Patients and visitors on foot and in cars came and went from the white- and green-painted medical complex which resembles a beach hotel, with palm trees and landscaped gardens.
At the prison he left behind, Mohammad Hussein, a 36-year-old jobless man waiting outside to visit a jailed relative, said: “We love Mubarak.” His sister Fatheya chimed in: “Isn’t it enough that for 30 years he did not drag us into a war, and let us live in dignity?”
A brief commotion occurred when the daughter of a jailed Brotherhood leader, Khairat al-Shater, berated journalists awaiting Mubarak’s release. “Why are you waiting for Mubarak?” Khadija al-Shater asked. “We Islamists are in jail in there.”
As several Egyptian journalists shouted at her to answer for the deaths of police officers in the unrest, she said she had been denied access to her imprisoned father. Asked if he had seen a lawyer, she told Reuters: “His lawyer is in jail.”
Mubarak’s release plays into the Brotherhood’s argument that the military is trying to rehabilitate the old order.
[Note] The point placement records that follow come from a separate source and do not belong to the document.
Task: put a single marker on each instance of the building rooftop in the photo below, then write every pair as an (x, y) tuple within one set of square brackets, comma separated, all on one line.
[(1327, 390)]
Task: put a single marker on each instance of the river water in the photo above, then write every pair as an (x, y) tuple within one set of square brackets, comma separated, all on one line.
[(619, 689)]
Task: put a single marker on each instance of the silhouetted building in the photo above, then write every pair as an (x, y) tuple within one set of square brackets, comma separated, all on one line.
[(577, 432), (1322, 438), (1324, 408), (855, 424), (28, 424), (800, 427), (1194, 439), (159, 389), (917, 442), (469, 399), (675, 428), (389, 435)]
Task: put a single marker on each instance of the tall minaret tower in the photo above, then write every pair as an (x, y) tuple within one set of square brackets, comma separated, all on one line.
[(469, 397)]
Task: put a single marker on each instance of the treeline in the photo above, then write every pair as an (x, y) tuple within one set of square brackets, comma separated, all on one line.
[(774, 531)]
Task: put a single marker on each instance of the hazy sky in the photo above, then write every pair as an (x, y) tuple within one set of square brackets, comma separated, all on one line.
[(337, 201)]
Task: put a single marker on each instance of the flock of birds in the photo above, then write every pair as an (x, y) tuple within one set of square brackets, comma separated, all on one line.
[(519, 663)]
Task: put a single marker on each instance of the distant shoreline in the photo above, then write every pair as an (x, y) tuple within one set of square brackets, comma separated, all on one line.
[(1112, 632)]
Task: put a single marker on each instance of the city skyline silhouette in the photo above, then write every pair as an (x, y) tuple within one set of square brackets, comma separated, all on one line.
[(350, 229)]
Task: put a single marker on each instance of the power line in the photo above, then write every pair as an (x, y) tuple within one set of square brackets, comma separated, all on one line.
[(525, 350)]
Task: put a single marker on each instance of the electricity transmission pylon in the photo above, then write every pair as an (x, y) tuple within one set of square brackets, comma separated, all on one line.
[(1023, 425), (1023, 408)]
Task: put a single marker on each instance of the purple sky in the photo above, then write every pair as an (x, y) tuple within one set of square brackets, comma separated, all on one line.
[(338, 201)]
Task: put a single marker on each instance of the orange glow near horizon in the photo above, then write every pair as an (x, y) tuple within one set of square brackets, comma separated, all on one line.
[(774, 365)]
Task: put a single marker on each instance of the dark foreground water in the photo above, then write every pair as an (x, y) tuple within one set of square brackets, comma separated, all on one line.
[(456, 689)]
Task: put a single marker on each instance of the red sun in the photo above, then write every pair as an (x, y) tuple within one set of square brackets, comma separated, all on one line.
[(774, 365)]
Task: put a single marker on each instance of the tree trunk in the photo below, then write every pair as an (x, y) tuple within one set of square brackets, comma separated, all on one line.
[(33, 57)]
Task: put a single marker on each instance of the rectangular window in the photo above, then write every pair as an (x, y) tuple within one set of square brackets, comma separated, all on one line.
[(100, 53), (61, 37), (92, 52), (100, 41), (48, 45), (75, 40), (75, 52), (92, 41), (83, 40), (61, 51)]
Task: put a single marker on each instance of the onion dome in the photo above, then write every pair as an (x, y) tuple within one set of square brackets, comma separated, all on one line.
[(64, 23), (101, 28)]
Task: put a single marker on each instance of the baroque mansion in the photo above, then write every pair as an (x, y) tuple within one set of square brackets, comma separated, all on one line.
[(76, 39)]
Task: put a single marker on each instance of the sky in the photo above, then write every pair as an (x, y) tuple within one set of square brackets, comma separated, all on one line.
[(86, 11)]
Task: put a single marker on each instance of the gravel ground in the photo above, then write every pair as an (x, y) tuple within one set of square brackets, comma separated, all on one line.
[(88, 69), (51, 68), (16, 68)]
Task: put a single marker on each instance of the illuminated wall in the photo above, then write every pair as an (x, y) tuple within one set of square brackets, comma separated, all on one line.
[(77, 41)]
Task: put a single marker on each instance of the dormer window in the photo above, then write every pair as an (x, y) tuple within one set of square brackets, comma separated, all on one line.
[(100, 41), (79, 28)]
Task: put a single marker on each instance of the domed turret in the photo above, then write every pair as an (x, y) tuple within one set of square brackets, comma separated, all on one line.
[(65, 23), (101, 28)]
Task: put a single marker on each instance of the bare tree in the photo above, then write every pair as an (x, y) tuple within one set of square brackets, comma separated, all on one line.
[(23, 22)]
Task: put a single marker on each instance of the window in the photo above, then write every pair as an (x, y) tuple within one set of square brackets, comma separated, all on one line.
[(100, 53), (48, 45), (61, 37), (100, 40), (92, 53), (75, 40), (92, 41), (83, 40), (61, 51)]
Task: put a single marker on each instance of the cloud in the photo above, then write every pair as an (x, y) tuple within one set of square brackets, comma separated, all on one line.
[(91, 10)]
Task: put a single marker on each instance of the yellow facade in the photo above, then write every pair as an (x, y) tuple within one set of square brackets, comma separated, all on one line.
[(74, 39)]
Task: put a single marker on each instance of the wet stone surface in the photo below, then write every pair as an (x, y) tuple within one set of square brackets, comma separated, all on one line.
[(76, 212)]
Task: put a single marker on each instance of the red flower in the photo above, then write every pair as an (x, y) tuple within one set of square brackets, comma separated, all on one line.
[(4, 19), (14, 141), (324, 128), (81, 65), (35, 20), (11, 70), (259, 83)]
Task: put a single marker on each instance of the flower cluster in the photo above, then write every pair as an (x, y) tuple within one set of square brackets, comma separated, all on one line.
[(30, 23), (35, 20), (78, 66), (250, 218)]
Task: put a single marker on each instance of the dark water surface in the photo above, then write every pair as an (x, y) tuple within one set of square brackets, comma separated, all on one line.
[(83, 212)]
The army-installed government casts its conflict with the Islamist movement as a life-or-death struggle against terrorism.
Political upheaval has gripped Egypt since Morsi’s removal by the army on July 3, just over a year after he was elected.
The military’s declared plan for a return to democracy has yet to calm the most populous Arab nation, where security forces impose a nightly curfew as they hunt down Brotherhood leaders.
The clampdown appears to have weakened the Arab world’s oldest and arguably most influential Islamist group, which won five successive votes in Egypt in the two-and-a-half years since Mubarak fell.
The Brotherhood’s ability to stage pro-Morsi demonstrations has faded in the past few days. One of its spokesmen, Ahmad Aref, was arrested Thursday, the state news agency reported.
Brotherhood supporters have nevertheless called on Egyptians to hold marches on the weekly Muslim prayer day, billed as a “Friday of Martyrs,” against the army takeover.
A pro-Morsi alliance called the National Coalition to Support Legitimacy said: “We will remain steadfast on the road to defeating the military coup.”